The green silk antependium was dedicated yesterday, marking a period of "Ordinary Time" in the liturgical season.
It is a joyful tree of life with heart-shaped leaves arranged in a double circle around uplifted branches. The appliques are made of various weaves of silk including dupioni, hatabai and noile, on a dupioni silk background. A gold fringe complements the scalloped bottom edge. I had shownbits and pieces during the construction process .

I decided to shape the bottom in a gentle scalloped wave which dips below the quilted alpha/omega symbol. The piece is backed with the same green dupioni silk which was placed right sides together and turned through the top edge. This edge is then overcast and a casing is stitched for the hanging rod. This allows a clean, finished seam on the bottom (no binding).
On this scalloped edge, I will add a gold fringe.
When you purchase fringe, it comes with a line of chain stitching across the bottom which pulls out really easily. Many, many, (many!) years when I purchased fringe for the first time I recall being puzzled by this stitching and told the clerk no, I wanted the fringe that moved freely not one that was sewn together. She laughed and told me that the fringe comes stitched on the bottom so it stays untangled on the bolt but you take that stitching off at home. I took her at her word and immediately removed the chain stitches when I got home. Bad move. That chain stitching makes it so much easier to apply the fringe if you leave it in place during stitching and remove it afterwards. Lesson learned from experience.
Having said that...this gold fringe has been in my stash for some time, and the stitching had come off on its own.

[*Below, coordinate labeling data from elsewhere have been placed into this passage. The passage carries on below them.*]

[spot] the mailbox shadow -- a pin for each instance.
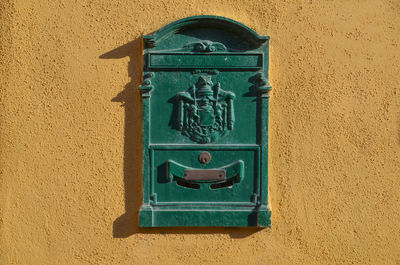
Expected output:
(128, 223)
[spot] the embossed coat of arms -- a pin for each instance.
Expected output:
(205, 111)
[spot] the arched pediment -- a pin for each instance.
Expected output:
(219, 31)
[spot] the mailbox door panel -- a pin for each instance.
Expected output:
(239, 186)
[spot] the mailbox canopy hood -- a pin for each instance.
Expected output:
(234, 35)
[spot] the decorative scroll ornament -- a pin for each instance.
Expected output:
(205, 112)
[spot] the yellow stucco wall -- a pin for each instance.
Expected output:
(70, 158)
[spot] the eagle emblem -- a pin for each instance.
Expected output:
(205, 111)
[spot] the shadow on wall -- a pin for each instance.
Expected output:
(128, 223)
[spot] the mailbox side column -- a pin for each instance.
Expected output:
(146, 211)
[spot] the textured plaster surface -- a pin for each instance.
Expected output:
(70, 158)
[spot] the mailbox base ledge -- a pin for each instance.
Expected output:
(168, 216)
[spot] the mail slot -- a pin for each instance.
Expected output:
(205, 94)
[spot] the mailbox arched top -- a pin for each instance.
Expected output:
(206, 22)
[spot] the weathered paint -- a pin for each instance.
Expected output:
(71, 153)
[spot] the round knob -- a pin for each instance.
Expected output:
(204, 157)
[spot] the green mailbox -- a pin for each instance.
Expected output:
(205, 95)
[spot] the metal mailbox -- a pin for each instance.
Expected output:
(205, 95)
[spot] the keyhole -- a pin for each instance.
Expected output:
(204, 157)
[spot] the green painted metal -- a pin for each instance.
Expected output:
(205, 94)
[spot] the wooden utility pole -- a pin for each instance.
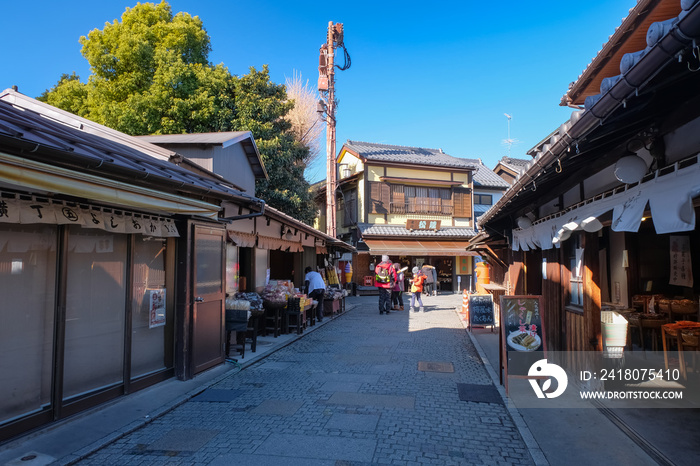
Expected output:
(326, 87)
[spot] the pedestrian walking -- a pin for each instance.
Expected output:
(430, 279)
(417, 289)
(384, 280)
(315, 289)
(397, 291)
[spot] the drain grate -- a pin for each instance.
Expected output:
(479, 393)
(214, 395)
(427, 366)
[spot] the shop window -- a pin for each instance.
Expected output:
(27, 290)
(232, 269)
(483, 199)
(95, 310)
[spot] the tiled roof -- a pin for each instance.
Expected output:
(410, 155)
(399, 230)
(108, 153)
(516, 164)
(486, 178)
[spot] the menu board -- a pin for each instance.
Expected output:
(521, 331)
(481, 310)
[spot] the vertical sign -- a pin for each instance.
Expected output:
(521, 332)
(156, 308)
(481, 310)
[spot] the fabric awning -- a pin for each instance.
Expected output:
(669, 196)
(266, 242)
(242, 240)
(418, 247)
(39, 176)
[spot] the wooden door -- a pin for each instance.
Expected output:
(209, 296)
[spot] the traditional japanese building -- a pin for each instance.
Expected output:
(112, 263)
(414, 204)
(604, 217)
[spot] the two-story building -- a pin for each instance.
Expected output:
(414, 204)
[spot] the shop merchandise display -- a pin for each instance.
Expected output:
(277, 292)
(254, 301)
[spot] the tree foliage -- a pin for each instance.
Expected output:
(150, 74)
(306, 122)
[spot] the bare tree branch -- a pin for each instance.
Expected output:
(307, 126)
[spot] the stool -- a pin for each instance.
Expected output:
(252, 331)
(294, 316)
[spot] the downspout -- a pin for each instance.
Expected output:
(666, 49)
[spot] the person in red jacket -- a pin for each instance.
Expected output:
(384, 280)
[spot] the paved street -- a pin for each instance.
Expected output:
(362, 389)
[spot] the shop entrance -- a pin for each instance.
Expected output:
(209, 296)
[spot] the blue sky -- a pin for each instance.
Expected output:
(426, 74)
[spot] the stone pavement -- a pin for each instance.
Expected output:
(363, 389)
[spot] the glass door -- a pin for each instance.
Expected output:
(209, 296)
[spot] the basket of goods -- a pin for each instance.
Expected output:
(237, 304)
(255, 301)
(275, 295)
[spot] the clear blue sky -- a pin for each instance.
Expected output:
(428, 74)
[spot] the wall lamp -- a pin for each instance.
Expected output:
(631, 168)
(525, 221)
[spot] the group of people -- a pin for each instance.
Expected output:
(389, 279)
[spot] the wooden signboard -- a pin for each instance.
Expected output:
(522, 333)
(481, 311)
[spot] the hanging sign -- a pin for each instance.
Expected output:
(422, 224)
(26, 211)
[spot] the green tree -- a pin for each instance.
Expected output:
(150, 74)
(261, 107)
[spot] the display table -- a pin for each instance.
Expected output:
(333, 306)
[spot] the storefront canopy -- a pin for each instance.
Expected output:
(418, 247)
(668, 194)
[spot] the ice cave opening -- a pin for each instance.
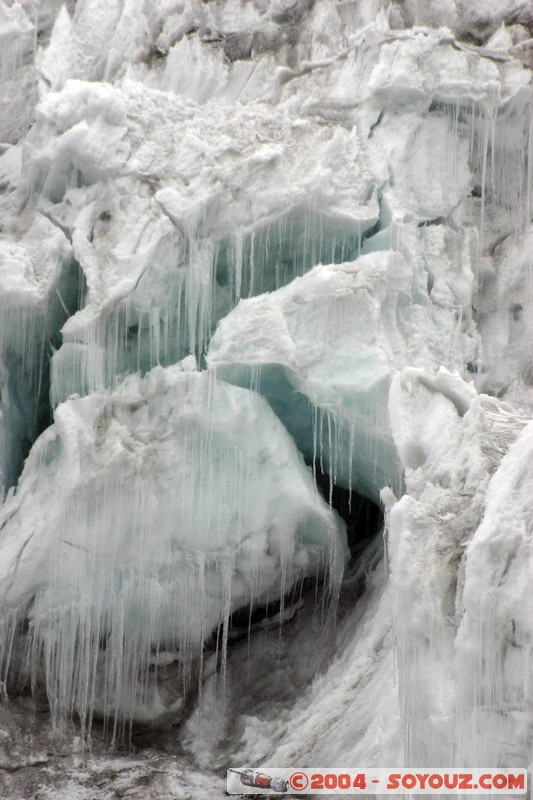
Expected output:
(266, 337)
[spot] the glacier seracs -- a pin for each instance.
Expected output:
(237, 235)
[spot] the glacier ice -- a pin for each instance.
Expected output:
(158, 511)
(237, 235)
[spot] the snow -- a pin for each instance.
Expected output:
(246, 245)
(169, 504)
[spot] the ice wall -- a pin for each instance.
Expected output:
(142, 520)
(327, 204)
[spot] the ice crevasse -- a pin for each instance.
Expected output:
(242, 245)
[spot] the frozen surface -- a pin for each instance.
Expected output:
(143, 519)
(247, 247)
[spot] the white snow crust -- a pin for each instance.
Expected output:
(245, 244)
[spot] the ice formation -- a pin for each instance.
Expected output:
(244, 242)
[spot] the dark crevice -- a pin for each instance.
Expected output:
(363, 518)
(435, 221)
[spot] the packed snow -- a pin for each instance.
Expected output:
(254, 254)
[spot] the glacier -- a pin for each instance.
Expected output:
(256, 257)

You can see it makes for slower going, as it's really easy to catch the individual strands under the needle. The fringe can be applied by enclosing it in a seam (like piping) but my favourite way is to simply topstitch it in place. I begin by turning under about 1/4" on the end of the fringe and place it on the BACK of the work, about 1" from the end. (This way the join doesn't end up on the front.) I stitch this small bit of fringe to the corner, clip my threads and then begin pinning the fringe to the front. The pins are placed lengthwise along the braid. This holds the fringe more securely than placing pins crosswise as we normally do. My thread colour is matched top and bottom to the colour of the fringe and doesn't show. I begin stitching, removing the pins as I come to them.
I stitch right up to the end, break my stitching, and clip the threads immediately. It's easy to lose those threads in the fringe if you don't take them out at the time and you won't find them again until the piece is hanging on display (!). Flip the piece over to the back, and repeat the process.
When you get to the end, stitch past where you started (so that you don't have a lump in one spot) and cut the end of the fringe allowing about 1/4" extra. Turn edge under and topstitch. The join will not be obvious.
It makes for a nice, traditional finish for the antependium - one often seen on church paraments.


  1. Beautiful Karen!! I bet those greens are gorgeous "in person"...

  2. It's lovely Karen. Thanks for sharing it with us.

  3. Just perfect! It really looks great against all the woodwork in the first photo. I didn't even know there were so many kinds of silk!

  4. I have been waiting to see this one. You had me tantalized by the earlier pictures. This one is outstanding. So many beautiful shades of green.

  5. That is really rich and springlike! You're right, it takes a mistake to make us learn something.

  6. It is just beautiful. You are a such a creative person and your work shows the true feelings of your heart. Lovely.